New

Research

I'm interested in understanding human communication using machine learning and statistical models, and constructing systems that can recognize and interpret communication scenes. My research career is grounded in speech processing, and our approaches start from the signals.

Speech Recognition and Synthesis

How can we improve conversational speech recognition? How can we make speech synthesis more natural? We are looking at better speech recognition systems that are better adapted or normalised to new domains or speakers, that can be ported across languages, and that are robust to different acoustic environments. We are particularly interested in models based on deep neural networks, for both acoustic modelling and language modelling. Current research students in speech recognition and synthesis include Pawel Swietojanski and Siva Reddy Gangireddy. Researchers working with me on speech recognition include Peter Bell, Joris Driesen, Liang Lu, and Fergus McInnes. In speech synthesis, these days I just try to keep up with the great work of Simon King, Junichi Yamagishi, and their colleagues, as well as working with Korin Richmond on tongue modelling and Shinji Takaki on deep neural network acoustic models.
Read more...

Multimodal Interaction

Human communication is factored across more than one modality.
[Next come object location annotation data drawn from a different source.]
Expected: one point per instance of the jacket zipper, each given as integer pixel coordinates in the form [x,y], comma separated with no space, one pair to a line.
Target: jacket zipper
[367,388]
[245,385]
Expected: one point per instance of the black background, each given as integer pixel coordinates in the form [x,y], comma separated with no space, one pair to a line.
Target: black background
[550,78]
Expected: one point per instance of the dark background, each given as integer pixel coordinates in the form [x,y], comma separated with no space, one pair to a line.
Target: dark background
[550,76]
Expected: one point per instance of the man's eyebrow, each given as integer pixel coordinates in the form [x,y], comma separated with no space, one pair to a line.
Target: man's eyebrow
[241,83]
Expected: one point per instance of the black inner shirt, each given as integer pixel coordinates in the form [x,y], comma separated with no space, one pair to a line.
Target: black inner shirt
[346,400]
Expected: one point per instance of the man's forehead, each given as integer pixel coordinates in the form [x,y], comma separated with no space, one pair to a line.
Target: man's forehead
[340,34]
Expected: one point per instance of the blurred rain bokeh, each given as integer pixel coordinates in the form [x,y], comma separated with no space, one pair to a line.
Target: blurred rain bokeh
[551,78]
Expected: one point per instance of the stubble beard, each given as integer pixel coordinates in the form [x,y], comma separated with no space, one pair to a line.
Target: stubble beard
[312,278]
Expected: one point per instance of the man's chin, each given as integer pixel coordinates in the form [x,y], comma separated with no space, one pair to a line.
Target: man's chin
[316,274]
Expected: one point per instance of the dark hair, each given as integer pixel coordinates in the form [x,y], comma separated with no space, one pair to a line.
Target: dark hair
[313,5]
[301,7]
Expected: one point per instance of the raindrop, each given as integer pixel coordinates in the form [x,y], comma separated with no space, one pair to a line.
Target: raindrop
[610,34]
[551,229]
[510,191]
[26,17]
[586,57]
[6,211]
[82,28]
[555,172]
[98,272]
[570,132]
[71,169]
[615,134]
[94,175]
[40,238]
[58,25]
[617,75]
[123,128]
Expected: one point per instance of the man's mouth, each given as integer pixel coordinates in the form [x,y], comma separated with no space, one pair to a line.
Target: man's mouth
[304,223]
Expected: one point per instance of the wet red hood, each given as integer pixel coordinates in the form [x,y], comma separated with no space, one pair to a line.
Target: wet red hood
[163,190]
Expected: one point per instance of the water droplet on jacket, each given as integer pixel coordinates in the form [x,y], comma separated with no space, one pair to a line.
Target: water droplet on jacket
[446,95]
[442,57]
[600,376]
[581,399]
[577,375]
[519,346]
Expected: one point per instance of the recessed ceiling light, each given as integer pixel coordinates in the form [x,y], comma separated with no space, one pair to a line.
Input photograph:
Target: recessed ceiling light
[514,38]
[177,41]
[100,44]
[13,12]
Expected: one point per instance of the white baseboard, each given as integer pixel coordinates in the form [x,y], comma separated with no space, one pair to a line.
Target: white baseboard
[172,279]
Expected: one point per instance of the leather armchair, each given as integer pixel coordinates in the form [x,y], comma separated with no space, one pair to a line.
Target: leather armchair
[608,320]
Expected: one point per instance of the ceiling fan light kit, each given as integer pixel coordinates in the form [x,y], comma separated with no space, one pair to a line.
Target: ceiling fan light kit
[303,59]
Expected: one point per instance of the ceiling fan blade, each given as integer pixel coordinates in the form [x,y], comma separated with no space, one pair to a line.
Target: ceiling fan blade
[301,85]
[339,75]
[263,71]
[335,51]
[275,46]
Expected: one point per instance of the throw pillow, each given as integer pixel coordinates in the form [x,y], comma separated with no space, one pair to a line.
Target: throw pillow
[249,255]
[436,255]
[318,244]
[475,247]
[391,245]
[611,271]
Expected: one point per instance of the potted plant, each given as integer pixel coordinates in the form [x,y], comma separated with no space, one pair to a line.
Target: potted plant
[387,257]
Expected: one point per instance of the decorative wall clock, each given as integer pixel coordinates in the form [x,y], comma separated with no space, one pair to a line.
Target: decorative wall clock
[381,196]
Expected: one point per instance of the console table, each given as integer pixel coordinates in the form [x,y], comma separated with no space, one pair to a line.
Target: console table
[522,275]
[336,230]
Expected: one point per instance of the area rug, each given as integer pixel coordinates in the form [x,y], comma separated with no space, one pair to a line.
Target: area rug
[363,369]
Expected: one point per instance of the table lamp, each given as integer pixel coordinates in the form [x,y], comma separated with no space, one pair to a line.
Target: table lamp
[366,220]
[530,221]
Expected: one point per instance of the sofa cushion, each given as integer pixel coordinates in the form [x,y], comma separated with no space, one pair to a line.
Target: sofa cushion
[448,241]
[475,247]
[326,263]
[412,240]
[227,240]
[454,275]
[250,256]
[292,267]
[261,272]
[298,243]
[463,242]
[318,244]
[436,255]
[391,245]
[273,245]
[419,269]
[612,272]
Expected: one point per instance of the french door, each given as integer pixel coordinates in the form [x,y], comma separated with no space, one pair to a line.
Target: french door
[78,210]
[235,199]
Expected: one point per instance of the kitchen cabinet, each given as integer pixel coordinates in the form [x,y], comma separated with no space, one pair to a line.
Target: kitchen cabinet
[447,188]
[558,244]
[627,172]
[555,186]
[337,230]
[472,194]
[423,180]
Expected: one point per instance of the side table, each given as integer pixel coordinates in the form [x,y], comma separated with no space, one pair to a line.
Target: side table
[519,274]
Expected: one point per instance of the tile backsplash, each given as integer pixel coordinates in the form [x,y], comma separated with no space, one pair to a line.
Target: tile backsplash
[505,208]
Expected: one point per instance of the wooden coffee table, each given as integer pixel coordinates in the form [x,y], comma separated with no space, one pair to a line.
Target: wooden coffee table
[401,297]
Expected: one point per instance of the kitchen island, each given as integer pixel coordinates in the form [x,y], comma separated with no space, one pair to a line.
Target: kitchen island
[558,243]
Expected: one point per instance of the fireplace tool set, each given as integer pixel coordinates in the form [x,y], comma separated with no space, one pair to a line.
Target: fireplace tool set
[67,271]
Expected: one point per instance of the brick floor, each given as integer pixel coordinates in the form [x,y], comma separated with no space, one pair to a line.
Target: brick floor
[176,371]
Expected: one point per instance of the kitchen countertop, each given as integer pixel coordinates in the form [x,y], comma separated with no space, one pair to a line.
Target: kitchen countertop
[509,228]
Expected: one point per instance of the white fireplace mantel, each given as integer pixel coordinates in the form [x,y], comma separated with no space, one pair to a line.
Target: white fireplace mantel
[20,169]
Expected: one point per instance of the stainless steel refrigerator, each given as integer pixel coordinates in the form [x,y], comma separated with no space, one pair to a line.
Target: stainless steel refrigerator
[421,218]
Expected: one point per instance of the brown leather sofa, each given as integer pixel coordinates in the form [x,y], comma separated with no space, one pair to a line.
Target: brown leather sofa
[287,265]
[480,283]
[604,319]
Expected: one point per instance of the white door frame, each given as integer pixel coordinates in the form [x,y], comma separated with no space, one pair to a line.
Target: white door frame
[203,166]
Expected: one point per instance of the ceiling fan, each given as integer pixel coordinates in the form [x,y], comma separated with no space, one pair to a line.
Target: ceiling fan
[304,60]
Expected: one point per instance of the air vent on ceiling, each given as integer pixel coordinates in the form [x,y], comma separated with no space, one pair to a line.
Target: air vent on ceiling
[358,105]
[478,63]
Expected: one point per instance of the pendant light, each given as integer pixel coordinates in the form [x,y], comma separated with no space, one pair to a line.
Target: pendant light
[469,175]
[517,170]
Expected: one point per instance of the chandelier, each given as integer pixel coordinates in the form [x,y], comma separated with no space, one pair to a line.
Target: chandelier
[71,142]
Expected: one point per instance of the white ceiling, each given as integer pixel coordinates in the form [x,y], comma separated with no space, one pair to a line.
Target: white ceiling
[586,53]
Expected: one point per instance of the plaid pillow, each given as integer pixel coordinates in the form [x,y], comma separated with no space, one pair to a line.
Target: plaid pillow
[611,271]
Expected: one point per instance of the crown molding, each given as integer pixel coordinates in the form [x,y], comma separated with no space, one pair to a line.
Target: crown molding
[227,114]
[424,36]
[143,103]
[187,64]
The analysis and interpretation of multimodal interaction presents a number of challenges, ranging from ways to model multiple asynchronous streams of data to the construction of systems that can interpret aspects of multiparty human communication. A lot of this work is about augmenting communication in meetings (previously in the AMI and AMIDA Integrated Projects, and now in the InEvent) project; we are also interested in the development of systems for home care. Current students in multimodal interaction include Karl Isaac, and I work with Catherine Lai, Qiang Huang, Jonathan Kilgour, and Jean Carletta in these areas. And I try to keep up with Hiroshi Shimodaira's work on synthesising conversational agents and social signals.
Read more...

Projects

I'm principal investigator of the following projects: Natural Speech Technology, Ultrax, InEvent, and uDialogue. I'm a co-investigator on SSPNet, EU-Bridge, and Simple4All. Previous projects include the AMI and AMIDA Integrated Projects.

Opportunities

We are always looking for excellent research students: see the page about PhD opportunities at CSTR. I am not looking for visiting interns for the foreseeable future.

Teaching

This year I am teaching Speech Processing (Learn) and Automatic Speech Recognition (jointly with Hiroshi Shimodaira).